The study said that only a quarter (25 per cent) of small businesses view the reforms as an opportunity to reduce overheads but not nearly enough to provide real benefit to their business.
Only one-in-seven (14 per cent) of OMBs said they will benefit from the reforms through a reduction in costs, as they believe it will help to make their business more competitive.
Last July, the Bank of Cyprus UK revealed that a third of OMBs wanted the Government to double rate relief for small businesses permanently. Chancellor, George Osborne confirmed in his Budget 2016 speech that from April 2017, businesses whose properties have a rateable value of up to £12,000 will not be required to pay any business rates whatsoever.

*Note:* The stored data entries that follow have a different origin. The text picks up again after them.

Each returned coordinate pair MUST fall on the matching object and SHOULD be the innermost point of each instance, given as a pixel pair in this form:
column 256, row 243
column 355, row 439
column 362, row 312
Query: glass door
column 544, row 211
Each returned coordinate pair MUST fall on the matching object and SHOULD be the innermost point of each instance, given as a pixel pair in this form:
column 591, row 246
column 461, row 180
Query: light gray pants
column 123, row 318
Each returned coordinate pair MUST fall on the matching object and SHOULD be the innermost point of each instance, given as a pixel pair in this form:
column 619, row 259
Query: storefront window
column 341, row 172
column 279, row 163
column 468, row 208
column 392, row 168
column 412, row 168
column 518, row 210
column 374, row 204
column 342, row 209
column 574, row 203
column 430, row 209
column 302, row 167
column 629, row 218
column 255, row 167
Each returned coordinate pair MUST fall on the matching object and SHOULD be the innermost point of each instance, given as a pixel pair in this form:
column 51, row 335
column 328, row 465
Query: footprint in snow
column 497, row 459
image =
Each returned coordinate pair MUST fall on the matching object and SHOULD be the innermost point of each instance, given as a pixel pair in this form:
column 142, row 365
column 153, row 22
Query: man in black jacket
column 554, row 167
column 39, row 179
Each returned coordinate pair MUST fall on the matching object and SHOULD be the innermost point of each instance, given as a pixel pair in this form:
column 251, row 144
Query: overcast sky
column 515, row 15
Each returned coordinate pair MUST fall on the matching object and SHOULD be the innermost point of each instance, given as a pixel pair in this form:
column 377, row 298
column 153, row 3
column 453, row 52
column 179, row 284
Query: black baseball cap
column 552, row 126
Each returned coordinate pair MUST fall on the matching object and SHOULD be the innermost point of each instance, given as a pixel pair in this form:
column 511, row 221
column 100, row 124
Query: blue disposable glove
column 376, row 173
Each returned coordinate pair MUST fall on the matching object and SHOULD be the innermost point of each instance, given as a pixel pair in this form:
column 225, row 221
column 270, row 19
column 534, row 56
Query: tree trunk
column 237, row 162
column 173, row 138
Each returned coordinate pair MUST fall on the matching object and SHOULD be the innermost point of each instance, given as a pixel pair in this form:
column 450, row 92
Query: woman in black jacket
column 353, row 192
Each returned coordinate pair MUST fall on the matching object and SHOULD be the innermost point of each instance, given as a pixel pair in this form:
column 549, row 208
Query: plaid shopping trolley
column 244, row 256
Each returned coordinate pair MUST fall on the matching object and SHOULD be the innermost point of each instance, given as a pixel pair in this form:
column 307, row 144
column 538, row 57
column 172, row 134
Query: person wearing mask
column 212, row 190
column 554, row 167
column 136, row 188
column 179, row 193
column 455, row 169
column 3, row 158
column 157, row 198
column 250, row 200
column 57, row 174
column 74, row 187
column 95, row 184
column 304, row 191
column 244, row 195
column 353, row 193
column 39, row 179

In addition, properties with a rateable value between £12,000-£15,000 will received partial relief.
Previously, only properties with a rateable value of up to £6,000 had been exempt from business rates.
Lakis Kasapis, head of banking, Bank of Cyprus UK, believes that despite the doubling of business rate relief for the UK's small business community, the reforms are not benefitting OMBs as much as they anticipated.
"These are Britain's independent high-street retailers, family businesses and shopkeepers," said Kasapis.
"With further reforms in the pipelines for 2020, including the frequency of revaluation changing to every five years and the Consumer Price Index (CPI) rather than the Retail Price Index (RPI) being used to measure inflation.
"OMBs need to stay informed about measures which may affect business rates and plan ahead to ensure their business bottom line is not affected negatively."